Often, abusive behavior doesn't reveal itself immediately — allowing a partner to fall in love before things suddenly take a turn for the worst. This makes it even more confusing and heartbreaking; how can you reconcile that the love of your life is also trying to hurt you? So before you place blame on your friend and wonder aloud, "How could you have let this happen?," think about the overwhelming statistics. It's a terrifying truth that this could happen to you. The question isn't, "How could you have let this happen?" The question is, "What is wrong with our society that it is so common for women to be abused by their partners?"
3. "I Can't Imagine They Did That. Are You Sure You're Not Just Sensitive?"
We often become good friends with our friends' partners. Sometimes, we may have even introduced the two of them to each other. As well as you think you may know your friend's partner, you'll never know what goes on when it is just the two of them. It is no easy feat for your friend to share such a personal struggle, so if she trusts you enough to confide in you, then take her seriously. Believe her. Don't disregard her pain and safety simply because you don't want to picture their partner being abusive.
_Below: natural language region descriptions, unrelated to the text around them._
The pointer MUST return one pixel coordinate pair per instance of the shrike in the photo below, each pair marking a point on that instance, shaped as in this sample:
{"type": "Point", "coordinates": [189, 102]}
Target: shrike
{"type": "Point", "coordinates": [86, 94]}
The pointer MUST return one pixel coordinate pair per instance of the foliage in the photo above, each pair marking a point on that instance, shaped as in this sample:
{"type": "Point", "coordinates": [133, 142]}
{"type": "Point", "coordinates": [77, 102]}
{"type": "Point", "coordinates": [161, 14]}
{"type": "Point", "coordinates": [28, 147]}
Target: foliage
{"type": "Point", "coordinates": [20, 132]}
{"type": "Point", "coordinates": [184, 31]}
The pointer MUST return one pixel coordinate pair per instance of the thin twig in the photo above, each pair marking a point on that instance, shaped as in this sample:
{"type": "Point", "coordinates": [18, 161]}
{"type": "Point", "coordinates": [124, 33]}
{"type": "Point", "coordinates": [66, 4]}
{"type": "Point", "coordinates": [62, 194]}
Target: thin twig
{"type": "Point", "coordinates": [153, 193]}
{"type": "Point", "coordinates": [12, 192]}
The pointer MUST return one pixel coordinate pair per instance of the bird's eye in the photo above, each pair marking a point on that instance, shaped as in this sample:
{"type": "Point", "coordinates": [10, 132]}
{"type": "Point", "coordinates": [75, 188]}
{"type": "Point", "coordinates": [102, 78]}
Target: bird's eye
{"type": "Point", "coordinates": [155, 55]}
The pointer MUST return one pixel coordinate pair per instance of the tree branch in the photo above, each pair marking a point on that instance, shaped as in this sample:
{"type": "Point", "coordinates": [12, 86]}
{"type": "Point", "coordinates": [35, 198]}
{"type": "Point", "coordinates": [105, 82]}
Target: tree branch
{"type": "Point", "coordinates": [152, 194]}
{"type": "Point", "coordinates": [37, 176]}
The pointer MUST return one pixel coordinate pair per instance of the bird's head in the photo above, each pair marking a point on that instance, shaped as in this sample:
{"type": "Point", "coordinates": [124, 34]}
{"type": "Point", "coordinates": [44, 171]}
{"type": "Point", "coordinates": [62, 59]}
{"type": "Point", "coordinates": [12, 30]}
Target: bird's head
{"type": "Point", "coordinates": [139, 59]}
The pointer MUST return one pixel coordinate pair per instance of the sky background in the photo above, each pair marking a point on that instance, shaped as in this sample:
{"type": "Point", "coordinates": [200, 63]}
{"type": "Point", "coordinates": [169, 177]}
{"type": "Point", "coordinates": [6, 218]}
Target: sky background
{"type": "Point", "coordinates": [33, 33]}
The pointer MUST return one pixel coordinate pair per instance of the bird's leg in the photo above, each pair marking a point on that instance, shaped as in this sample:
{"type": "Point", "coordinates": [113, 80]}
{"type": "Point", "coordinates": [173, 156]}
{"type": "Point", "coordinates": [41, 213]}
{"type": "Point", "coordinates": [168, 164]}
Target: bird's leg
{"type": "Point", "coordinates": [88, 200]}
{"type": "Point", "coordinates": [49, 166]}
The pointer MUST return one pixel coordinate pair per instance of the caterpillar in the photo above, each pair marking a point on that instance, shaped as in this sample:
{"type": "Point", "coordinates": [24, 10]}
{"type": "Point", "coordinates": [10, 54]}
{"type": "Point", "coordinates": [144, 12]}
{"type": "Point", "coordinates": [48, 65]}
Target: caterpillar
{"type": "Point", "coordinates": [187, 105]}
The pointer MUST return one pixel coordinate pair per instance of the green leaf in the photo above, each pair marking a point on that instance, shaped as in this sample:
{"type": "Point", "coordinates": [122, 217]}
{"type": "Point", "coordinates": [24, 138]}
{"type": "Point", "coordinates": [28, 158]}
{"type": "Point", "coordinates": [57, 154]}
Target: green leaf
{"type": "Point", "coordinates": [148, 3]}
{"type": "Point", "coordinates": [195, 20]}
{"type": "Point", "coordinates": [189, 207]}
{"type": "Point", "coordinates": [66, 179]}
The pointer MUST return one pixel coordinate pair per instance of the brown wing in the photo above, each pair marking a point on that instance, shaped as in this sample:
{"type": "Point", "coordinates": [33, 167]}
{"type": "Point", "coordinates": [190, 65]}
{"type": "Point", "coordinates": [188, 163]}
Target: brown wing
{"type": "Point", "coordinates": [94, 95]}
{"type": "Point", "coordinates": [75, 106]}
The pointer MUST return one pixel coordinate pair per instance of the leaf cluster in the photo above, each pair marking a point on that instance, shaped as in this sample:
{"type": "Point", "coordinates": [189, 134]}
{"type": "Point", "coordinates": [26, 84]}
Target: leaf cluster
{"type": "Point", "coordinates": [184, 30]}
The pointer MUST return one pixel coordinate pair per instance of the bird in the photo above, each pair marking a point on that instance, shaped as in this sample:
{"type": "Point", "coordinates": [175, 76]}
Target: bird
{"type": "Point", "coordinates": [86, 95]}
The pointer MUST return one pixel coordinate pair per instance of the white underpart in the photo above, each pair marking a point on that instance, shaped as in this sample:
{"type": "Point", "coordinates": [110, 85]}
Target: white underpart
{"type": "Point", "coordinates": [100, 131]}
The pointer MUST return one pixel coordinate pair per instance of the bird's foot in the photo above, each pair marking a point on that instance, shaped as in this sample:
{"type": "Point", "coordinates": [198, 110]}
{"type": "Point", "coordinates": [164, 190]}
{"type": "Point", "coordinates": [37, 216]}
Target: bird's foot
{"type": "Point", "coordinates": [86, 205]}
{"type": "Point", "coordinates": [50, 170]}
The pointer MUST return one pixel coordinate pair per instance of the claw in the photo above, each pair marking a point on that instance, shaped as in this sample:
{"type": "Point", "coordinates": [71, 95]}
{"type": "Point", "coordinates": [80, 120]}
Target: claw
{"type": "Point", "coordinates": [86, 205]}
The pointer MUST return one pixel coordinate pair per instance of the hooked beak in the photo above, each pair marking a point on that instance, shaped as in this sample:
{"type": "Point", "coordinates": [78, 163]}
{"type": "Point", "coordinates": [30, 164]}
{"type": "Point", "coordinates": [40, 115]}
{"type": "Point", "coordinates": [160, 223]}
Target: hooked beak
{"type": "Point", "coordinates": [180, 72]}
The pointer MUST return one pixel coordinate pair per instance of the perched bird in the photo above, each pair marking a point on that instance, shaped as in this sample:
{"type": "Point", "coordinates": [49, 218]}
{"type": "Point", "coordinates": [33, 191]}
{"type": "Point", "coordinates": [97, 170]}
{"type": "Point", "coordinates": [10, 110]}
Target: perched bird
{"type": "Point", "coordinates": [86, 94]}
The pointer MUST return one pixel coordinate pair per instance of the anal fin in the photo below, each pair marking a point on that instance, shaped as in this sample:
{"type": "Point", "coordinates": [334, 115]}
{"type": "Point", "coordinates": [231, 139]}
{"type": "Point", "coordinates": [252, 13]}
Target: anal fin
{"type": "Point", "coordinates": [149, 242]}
If you have difficulty recognizing the abuse as an outside party, imagine the exhausting introspection and reflection required of your friend — the person actually in the relationship. Believe her. Trust her. We already know how much our society doesn't believe women; you need to listen to her truth when no one else will.
4. "It's Probably Not That Bad."
Abuse is always that bad. Don't downplay it just because you're uncomfortable and would rather pretend it isn't happening. Don't minimize it just because you've never suffered abuse. You must be empathetic and imagine a lived experience different from your own.
5. "Well, What Were You Doing To Make Them Mad?"
Nothing ever justifies emotional, verbal, or physical abuse. This is the same thing as telling a rape survivor that her short skirt meant she was "asking for it." It's victim-blaming, and this question should never leave your mouth.